Up to this point in our history, everything we’ve known about distant objects in space has come from light, whether telescopes set up in backyards or research observatories on mountaintops or even instruments beyond the surface of the Earth like the Hubble Space Telescope. All of these gather types of light (which includes all portions of the electromagnetic spectrum, from the visible light we see up to high-energy gamma rays and down to low-energy radio waves). Light can tell us a lot about the universe, from the velocity of galaxies to the chemical make-up and temperatures of stars. Until now, all discovery related to the distant universe has been through studying light.

But a century ago Einstein predicted that there may be another means of learning about the universe. According to his theory of general relativity, massive moving objects should give off gravity waves, distortions in space that spread outward at the speed of light like ripples on a pond. These waves would be a completely new way of giving us information about objects in space. It would be as though having only before seen distant objects in space, now we would be able to “hear” them as well.

The problem was that gravity waves would be incredibly, almost unimaginably weak and thus very, very hard to detect. As a gravity wave moves through space, it contracts space slightly along one direction while stretching it in a perpendicular direction. This contraction and stretching is tiny, amounting to something like a thousandth of the thickness of a single proton. To detect such miniscule variations in length, scientists have had to build some of the most sensitive detectors ever.

How do you detect the warping of space caused by gravitational waves? There are several detectors around the world, but the two in the U.S. that detected this first confirmed signal (which passed through the planet—and all of us—last September) were the twin detectors of LIGO, the Laser Interferometer Gravity wave Observatory, located in Washington state and Louisiana. LIGO reflects a beam of light down two 2.5-mile tunnels at right angles to each other and by analyzing the beams can detect a tiny difference in the lengths of the tunnels caused by gravitational waves. This past September they both received a signal, and after months of analysis scientists were confident that it was indeed a gravity wave.

Aerial5
Aerial view of the LIGO Hanford Observatory, courtesy LIGO Image Gallery, http://www.ligo.org/multimedia/gallery/lho.php.
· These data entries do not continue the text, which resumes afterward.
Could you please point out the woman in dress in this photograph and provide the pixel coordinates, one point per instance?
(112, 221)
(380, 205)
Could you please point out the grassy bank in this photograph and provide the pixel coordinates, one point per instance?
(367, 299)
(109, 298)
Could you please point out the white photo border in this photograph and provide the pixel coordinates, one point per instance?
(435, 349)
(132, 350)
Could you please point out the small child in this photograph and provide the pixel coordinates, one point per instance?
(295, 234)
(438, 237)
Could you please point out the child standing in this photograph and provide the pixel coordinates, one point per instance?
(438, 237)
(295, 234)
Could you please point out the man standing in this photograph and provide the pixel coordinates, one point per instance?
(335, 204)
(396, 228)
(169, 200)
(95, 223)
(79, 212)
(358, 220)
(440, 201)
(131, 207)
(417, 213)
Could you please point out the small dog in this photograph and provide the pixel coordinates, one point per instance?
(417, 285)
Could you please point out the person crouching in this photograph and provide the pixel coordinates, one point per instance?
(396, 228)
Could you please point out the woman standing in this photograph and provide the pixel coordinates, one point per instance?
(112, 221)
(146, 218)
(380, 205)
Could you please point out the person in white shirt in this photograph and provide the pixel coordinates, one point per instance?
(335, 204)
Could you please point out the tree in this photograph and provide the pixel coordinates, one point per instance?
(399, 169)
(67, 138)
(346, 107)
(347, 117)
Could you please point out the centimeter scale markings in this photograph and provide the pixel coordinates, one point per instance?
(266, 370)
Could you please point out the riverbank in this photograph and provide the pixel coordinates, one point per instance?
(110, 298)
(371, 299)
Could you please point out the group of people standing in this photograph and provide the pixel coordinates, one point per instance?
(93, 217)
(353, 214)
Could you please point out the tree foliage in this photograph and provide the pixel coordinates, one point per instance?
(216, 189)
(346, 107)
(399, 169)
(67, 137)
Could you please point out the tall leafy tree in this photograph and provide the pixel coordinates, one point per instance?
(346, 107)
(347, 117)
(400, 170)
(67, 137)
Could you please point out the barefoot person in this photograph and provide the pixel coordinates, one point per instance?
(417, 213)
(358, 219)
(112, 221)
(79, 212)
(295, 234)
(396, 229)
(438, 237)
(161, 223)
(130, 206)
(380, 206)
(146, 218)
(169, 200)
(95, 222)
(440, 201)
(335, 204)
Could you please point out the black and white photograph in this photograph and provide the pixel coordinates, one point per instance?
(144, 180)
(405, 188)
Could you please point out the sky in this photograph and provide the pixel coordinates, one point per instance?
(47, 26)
This particular signal appears to have come from two black holes billions of light years away in the process of colliding and merging to form one larger black hole. Scientists are able to predict how such an event would “sound” (that is, what sort of gravity waves it would give off), and the signal detected matches this prediction. Scientists are also able to triangulate using the detection at the two different sights to get an idea of where in the sky the signal came from, though it’s far too distant to observe with visible light.

But that’s exactly the point: with this confirmation, we now have a completely new way of observing the universe. We’re in a similar situation to when Galileo first turned a telescope—at the time a completely new scientific instrument—to the heavens. We have a new tool, and we’re not sure what we’ll discover.

Yet our very first observation has already shown us something exciting: double black holes that eventually collide have long been predicted but never before observed. It turns out the very first thing we’ve “heard” with our new ears on the universe is itself something new.

This column first appeared in the Kankakee Daily Journal.